Graduation Year

2015

Document Type

Dissertation

Degree

Ph.D.

Degree Name

Doctor of Philosophy (Ph.D.)

Degree Granting Department

Adult, Career and Higher Education

Major Professor

Herbert Exum, Ph.D.

Co-Major Professor

Jennifer Wolgemuth, Ph.D.

Committee Member

Caroline Wilde, Ph.D.

Committee Member

Carlos Zalaquett, Ph.D.

Keywords

Barriers to Implementation, Poetic inquiry, Student Mental Health

Abstract

Authors over the last two decades have discussed the myriad of challenges present in managing college students with severe mental health disorders. During the same time period, Marsha Linehan developed dialectical behavior therapy (DBT) as an empirically sound intervention for individuals with suicidal and self-injurious behaviors and this treatment grew to be an evidence-based practice for a range of challenging clinical issues. I argue that one solution to continued increases in college students who present for treatment to their college counseling centers with difficult-to-treat mental health issues, including but not limited to, borderline personality disorder (BPD), is to implement DBT programs on college campuses. As such, the purpose of this dissertation is to address both practical and theoretical issues in the implementation of DBT in college counseling centers.

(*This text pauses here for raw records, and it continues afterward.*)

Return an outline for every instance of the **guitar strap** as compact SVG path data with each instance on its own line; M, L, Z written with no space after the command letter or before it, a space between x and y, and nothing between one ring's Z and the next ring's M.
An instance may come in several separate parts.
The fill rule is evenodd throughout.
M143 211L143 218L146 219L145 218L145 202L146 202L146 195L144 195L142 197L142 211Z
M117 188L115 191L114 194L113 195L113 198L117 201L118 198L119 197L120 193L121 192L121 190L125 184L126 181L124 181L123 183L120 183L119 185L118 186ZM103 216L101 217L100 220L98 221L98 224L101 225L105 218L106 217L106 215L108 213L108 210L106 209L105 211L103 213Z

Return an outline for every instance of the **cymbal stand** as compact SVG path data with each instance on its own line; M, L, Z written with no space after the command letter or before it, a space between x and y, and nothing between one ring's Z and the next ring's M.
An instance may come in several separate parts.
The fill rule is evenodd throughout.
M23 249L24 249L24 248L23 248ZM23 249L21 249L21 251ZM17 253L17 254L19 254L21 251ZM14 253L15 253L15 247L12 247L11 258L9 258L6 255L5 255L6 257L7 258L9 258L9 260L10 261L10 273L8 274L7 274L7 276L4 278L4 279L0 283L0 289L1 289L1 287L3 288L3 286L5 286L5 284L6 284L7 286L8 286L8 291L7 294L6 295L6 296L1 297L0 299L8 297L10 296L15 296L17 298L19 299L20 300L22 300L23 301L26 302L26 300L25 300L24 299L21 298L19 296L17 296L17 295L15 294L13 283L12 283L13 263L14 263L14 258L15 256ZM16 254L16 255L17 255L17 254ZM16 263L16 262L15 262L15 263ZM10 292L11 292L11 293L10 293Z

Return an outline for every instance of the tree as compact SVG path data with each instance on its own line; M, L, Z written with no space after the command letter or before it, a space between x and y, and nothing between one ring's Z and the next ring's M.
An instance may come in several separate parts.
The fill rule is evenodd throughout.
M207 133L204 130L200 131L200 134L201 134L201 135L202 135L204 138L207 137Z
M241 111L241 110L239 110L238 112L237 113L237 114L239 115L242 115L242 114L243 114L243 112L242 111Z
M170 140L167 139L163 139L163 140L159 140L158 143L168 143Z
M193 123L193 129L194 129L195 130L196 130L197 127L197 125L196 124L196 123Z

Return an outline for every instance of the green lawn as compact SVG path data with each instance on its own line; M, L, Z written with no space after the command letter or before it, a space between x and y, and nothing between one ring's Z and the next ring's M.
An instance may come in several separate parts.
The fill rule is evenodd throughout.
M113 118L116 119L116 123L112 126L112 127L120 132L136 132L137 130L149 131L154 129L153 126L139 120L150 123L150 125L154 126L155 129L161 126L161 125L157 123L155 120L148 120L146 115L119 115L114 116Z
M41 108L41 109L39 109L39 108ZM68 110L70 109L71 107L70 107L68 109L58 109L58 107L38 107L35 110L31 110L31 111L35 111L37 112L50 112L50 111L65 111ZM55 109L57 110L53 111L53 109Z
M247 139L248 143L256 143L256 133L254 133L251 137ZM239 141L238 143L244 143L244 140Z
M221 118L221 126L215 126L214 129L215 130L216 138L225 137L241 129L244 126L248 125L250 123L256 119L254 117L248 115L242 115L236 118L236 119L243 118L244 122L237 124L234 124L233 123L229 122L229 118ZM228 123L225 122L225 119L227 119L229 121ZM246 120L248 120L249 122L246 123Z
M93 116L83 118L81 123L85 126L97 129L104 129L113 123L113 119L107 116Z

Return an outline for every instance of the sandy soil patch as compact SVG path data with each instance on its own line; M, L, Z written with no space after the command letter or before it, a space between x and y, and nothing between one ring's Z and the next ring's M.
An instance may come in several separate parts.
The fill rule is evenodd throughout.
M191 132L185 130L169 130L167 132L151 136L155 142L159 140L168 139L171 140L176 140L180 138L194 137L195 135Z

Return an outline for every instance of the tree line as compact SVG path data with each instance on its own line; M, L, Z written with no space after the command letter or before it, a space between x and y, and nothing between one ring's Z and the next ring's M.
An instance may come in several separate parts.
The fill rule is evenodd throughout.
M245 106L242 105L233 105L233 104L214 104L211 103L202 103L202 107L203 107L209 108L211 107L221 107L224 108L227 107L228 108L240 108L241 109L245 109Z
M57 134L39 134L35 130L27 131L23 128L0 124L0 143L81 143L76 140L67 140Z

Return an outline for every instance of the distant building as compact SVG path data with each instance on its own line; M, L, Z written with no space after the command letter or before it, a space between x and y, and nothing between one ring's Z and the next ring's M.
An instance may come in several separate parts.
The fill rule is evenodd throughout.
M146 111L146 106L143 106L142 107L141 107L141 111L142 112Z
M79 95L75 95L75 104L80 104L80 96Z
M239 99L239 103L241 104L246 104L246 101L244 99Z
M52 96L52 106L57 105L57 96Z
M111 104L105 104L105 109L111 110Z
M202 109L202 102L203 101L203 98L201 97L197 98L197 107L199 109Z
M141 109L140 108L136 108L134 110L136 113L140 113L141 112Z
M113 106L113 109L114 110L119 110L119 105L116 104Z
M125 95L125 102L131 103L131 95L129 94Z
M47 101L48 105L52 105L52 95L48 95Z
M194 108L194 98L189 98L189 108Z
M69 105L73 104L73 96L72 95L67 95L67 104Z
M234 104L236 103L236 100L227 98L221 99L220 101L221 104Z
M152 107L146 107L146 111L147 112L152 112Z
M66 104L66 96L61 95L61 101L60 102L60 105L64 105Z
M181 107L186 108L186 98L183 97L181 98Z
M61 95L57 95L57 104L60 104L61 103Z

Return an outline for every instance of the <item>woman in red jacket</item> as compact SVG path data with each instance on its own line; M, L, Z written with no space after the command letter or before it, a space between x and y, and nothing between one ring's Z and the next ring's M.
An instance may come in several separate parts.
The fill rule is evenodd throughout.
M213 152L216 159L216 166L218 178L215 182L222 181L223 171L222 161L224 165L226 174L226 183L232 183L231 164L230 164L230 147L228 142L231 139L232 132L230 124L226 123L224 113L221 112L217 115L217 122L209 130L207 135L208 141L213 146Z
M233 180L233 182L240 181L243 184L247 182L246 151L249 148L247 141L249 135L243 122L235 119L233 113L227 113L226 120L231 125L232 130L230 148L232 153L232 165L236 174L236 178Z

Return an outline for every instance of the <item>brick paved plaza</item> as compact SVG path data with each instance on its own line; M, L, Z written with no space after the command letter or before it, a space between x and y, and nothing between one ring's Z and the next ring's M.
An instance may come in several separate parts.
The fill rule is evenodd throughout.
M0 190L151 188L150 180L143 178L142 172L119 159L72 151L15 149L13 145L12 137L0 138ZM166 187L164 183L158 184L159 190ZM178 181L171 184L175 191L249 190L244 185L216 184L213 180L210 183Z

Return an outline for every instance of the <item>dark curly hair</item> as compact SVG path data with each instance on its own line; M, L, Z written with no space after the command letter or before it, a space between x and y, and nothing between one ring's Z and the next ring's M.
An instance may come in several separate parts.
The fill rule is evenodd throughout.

In chapter two, I begin by presenting an overview of DBT as a comprehensive treatment model and a review of the research to date related to DBT in college counseling centers. In chapter three, I offer a detailed account of the program development and implementation process of the DBT program housed in the college counseling center at Florida Gulf Coast University. In chapter four, I present an investigation of current trends and barriers to implementation of DBT in college counseling centers. Finally, in chapter five, I present a qualitative inquiry of the experience of BPD as told by individuals who have been successfully treated with DBT. I argue that understanding client experiences and behaviors in context is critically important if one is to be able to respond empathically and compassionately. In essence, these chapters represent my attempt to synthesize two areas that I believe are required for successful implementation of DBT programs that provide good quality care: 1) Navigating the complexities of implementing DBT in college counseling centers as practice setting and 2) Appropriate management for clinician biases and tendencies to stigmatize BPD clients, which interferes with their ability to provide care that is both effective and compassionate.